Sydney – Oil from a huge Chinese ship which grounded in the Great Barrier Reef has hit a world-renowned nature sanctuary, officials said on Wednesday, raising fears for seabirds and baby turtles now hatching there.
Clean-up crews and environmental experts were flown in by helicopter to North West Island, a breeding site for hundreds of thousands of seabirds and turtles, where clumps of oil have fouled about 1km of beach.
The 230 metre Shen Neng 1 leaked about two tonnes of oil after blundering into the reef on April 3, angering officials who have promised stiff punishment. The giant coal-carrier was refloated and towed away on Monday.
“It hasn’t come ashore in large globules or carpets,” Patrick Quirk, general manager of Marine Safety Queensland, told public broadcaster ABC.
“Our advice from the rangers on the island is that it’s at the top of the tide line in patches, and that gives us some comfort.
“But we need to get our specialist beach clean-up experts and they’ll report to us immediately what is there and if needed, we’ll fly out more people to the island.”
Queensland’s state transport minister Rachel Nolan said initial reports described only a “very small amount” of oil. However, Environment Protection Minister Peter Garrett feared oil may also have hit other islands.
“I’m certainly very concerned that some of the neighbouring islands there, like Tryon Island, might also have also been contaminated,” he said.
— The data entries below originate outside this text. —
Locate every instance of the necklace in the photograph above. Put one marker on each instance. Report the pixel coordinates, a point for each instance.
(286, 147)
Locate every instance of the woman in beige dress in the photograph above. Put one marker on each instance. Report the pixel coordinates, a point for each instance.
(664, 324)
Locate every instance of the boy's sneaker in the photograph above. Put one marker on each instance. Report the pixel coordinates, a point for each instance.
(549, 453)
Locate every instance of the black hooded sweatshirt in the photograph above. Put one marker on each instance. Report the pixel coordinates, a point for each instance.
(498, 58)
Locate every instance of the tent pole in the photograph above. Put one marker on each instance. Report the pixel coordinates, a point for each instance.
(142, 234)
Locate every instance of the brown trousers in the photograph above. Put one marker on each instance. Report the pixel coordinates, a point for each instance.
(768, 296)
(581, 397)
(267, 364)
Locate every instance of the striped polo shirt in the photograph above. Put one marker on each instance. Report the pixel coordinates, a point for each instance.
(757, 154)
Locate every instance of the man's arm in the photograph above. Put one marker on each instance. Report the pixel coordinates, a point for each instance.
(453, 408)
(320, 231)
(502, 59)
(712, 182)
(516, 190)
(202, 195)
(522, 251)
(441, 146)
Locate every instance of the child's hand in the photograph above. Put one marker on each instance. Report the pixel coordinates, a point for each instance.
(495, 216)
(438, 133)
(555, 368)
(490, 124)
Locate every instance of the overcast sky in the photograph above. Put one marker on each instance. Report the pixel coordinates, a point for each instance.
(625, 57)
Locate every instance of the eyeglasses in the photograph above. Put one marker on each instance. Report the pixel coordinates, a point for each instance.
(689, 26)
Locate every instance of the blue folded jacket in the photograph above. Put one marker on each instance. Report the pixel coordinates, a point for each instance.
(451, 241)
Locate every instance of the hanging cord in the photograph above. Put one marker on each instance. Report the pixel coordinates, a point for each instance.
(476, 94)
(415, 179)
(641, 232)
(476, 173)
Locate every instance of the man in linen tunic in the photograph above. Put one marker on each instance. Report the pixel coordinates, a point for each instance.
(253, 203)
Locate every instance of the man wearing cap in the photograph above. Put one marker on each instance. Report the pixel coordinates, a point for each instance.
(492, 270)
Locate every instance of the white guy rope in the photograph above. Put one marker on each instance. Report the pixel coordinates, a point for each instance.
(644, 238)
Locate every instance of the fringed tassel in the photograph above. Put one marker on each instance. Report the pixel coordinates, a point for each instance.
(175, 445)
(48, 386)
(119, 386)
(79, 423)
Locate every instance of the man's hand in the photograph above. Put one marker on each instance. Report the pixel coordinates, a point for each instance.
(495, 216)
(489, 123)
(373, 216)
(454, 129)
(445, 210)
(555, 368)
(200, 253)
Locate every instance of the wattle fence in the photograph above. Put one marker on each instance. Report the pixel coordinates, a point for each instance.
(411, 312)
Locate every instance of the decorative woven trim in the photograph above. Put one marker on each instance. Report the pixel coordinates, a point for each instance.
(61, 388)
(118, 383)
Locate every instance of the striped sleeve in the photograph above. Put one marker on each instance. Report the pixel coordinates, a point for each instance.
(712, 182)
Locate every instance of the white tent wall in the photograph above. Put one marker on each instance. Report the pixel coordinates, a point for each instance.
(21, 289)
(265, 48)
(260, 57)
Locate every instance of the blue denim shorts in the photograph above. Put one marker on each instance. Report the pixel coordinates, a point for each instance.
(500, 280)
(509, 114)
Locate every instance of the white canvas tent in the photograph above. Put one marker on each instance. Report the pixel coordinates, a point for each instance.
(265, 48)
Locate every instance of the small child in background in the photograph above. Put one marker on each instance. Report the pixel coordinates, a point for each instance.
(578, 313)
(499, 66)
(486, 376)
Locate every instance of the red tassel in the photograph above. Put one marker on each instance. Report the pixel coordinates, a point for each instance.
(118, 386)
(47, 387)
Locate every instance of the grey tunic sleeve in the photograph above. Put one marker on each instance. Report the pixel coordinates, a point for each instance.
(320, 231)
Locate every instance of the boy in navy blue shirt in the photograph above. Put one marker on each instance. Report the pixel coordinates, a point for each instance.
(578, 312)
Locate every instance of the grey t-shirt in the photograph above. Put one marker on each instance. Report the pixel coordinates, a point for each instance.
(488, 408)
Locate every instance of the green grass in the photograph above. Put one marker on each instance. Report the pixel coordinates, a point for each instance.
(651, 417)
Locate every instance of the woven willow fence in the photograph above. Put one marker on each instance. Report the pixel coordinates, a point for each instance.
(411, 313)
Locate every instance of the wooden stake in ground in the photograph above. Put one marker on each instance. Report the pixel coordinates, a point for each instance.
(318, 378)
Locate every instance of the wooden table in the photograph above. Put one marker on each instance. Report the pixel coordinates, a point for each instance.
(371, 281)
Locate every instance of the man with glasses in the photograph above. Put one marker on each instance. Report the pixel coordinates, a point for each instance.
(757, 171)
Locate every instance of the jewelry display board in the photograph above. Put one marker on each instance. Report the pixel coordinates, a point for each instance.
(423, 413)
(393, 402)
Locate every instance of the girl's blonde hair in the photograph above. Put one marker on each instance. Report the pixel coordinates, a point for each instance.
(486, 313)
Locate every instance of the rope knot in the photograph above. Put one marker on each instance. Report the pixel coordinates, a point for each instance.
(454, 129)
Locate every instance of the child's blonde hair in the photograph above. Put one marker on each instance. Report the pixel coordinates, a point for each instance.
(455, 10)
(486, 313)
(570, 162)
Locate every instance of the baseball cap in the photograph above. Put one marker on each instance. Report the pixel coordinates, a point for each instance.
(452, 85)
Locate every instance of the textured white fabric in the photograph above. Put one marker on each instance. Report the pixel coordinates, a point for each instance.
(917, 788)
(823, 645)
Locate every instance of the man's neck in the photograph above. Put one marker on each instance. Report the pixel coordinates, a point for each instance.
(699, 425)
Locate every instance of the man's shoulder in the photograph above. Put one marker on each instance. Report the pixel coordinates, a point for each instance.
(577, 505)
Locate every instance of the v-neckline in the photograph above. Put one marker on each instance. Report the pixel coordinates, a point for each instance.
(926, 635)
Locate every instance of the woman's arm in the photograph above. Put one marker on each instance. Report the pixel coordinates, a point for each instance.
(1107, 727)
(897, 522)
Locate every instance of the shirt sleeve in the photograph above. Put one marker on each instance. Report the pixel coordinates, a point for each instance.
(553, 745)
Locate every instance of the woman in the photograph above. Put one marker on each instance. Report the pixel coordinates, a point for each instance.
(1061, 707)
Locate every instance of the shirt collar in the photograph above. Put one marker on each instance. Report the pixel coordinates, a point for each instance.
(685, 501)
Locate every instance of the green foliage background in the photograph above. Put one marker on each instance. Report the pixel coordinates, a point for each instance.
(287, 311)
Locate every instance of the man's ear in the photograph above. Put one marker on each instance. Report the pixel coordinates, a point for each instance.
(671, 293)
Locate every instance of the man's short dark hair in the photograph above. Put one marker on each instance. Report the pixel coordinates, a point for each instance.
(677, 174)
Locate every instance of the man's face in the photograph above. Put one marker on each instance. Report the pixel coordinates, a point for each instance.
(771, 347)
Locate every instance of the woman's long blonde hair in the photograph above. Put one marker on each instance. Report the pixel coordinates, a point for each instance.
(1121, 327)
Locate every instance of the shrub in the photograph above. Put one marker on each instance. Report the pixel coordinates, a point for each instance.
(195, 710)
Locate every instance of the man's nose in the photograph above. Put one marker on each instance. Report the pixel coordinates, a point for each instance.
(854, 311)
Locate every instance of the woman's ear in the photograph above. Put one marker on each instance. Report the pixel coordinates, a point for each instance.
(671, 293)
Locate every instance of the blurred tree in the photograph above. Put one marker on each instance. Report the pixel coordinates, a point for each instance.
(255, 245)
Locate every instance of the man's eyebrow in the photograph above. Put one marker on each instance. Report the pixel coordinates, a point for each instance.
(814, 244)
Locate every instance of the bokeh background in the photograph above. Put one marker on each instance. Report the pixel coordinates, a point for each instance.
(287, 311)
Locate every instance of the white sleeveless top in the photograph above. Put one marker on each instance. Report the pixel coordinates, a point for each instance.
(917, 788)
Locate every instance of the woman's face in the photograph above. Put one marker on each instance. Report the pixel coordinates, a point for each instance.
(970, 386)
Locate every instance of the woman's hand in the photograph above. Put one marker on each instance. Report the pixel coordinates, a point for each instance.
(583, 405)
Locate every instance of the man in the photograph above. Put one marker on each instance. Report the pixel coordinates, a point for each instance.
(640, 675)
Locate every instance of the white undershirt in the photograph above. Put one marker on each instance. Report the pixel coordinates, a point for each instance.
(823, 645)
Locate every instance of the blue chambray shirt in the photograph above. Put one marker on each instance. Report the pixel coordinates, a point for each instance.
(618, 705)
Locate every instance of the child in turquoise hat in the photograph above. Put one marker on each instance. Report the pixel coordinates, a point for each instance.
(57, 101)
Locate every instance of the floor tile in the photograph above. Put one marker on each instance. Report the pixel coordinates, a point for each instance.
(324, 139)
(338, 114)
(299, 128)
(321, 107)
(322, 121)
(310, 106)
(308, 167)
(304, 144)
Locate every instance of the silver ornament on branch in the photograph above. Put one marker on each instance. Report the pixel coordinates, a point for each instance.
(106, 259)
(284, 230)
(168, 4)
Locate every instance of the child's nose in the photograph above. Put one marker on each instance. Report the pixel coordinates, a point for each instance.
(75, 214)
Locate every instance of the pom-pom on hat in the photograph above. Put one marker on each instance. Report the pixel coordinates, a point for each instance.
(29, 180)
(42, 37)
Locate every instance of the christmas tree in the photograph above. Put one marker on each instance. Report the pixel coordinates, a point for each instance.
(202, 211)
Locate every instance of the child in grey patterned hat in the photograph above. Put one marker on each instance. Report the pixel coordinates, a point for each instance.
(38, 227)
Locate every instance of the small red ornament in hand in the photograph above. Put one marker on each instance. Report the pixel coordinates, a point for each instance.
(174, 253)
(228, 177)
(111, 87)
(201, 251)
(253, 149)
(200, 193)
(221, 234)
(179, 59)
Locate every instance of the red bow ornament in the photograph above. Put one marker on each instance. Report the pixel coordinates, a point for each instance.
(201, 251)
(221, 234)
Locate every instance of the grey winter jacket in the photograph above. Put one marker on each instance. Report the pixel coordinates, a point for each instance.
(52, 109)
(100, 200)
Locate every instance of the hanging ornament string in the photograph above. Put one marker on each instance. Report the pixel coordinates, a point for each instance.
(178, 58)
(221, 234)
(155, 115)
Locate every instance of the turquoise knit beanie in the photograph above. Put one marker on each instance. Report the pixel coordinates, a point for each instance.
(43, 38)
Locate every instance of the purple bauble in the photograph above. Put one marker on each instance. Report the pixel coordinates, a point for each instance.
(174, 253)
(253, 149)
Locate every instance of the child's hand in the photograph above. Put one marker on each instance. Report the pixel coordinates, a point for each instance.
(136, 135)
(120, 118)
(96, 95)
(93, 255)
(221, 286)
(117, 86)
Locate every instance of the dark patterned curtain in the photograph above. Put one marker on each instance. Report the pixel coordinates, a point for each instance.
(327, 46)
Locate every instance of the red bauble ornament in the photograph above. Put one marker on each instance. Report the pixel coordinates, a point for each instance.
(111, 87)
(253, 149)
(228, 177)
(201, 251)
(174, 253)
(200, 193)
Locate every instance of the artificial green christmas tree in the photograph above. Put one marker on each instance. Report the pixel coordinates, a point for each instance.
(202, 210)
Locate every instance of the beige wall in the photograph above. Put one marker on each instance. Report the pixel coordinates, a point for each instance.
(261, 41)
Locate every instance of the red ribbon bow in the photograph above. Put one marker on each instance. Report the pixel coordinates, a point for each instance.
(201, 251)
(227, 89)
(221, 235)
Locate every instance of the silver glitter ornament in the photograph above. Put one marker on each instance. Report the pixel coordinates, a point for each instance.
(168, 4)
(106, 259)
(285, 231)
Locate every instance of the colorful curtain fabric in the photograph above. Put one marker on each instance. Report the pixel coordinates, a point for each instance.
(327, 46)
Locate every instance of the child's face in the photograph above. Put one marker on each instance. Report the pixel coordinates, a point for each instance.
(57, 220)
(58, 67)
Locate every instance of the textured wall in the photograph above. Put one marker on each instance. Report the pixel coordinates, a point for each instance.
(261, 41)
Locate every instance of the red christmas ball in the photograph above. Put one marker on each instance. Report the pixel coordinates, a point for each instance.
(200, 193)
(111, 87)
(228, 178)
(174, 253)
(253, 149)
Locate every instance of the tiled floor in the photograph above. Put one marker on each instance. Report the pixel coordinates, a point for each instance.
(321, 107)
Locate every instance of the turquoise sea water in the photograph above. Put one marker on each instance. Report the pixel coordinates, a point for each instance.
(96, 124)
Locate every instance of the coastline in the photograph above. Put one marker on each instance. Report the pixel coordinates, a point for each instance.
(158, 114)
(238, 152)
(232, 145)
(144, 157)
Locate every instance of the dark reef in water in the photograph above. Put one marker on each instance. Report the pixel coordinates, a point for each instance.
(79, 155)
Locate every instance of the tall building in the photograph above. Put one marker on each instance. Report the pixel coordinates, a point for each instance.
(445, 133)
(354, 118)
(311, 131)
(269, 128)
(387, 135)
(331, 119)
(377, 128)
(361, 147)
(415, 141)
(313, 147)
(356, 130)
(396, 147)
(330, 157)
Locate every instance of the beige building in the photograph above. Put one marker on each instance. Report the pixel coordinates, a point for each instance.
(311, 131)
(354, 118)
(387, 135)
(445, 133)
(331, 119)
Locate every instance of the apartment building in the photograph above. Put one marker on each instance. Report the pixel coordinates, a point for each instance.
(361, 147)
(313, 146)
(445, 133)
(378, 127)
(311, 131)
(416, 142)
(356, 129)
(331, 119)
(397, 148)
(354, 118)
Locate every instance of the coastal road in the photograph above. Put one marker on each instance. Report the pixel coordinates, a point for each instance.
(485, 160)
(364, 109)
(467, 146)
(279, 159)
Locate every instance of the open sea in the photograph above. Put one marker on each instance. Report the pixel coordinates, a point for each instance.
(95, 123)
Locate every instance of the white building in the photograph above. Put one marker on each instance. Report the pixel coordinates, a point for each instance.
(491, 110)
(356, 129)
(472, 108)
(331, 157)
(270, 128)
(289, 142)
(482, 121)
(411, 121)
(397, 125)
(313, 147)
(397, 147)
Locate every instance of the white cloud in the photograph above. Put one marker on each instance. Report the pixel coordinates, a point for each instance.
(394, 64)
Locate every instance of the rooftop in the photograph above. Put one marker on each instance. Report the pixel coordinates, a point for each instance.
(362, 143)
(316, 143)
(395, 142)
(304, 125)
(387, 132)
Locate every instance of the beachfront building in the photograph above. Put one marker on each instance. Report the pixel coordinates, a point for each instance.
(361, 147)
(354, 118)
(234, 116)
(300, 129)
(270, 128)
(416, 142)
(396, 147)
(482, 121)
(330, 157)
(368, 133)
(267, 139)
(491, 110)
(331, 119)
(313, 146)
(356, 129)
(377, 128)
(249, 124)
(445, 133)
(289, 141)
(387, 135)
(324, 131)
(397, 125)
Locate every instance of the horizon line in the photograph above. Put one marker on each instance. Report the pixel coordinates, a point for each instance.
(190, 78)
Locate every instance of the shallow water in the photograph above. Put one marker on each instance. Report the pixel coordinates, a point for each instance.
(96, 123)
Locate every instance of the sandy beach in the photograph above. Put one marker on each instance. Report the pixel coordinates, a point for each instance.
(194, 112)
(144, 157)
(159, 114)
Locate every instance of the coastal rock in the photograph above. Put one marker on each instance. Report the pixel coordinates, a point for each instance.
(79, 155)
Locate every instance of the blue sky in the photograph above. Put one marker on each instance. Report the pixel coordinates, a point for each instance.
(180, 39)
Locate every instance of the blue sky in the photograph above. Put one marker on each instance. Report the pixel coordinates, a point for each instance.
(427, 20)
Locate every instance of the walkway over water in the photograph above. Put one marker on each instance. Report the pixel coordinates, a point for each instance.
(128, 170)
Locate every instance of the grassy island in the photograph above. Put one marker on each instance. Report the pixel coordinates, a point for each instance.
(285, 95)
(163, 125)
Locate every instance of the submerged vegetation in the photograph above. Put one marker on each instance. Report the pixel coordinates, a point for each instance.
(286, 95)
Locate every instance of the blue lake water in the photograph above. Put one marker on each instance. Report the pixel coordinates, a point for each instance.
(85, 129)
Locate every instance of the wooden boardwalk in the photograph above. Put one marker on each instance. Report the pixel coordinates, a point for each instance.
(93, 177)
Conservationists describe North West Island as a globally important nesting site for seabirds and green and loggerhead turtles, which are currently hatching and travelling down the beach.
Darren Kindleysides, director of the Australian Marine Conservation Society, said even small amounts of oil can affect wildlife.
“We’re not talking about a super tanker going aground and releasing tonnes and tonnes and tonnes of oil,” he said.
“But we are talking about oil reaching a coral key which is globally important for seabird breeding and the nesting of green and loggerhead turtles.
“Unfortunately this is the time of year we have turtle hatchlings going down the beach… so that is a real concern.”
Australian officials have expressed anger after the Shen Neng 1 blundered into part of the world heritage-listed reef at full speed, accusing the crew of taking an illegal route.
About two tonnes of oil spilled out of the giant ship when it rammed into Douglas Shoal, creating a 3km slick.
The vessel also carved a kilometres-long gouge in the delicate coral reef which experts say could take 20 years to recover.
Officials are probing claims ships ferrying Australia’s booming resources exports to Asia are taking short-cuts through the world’s biggest coral reef, which is already under pressure from rising sea temperatures and pollution.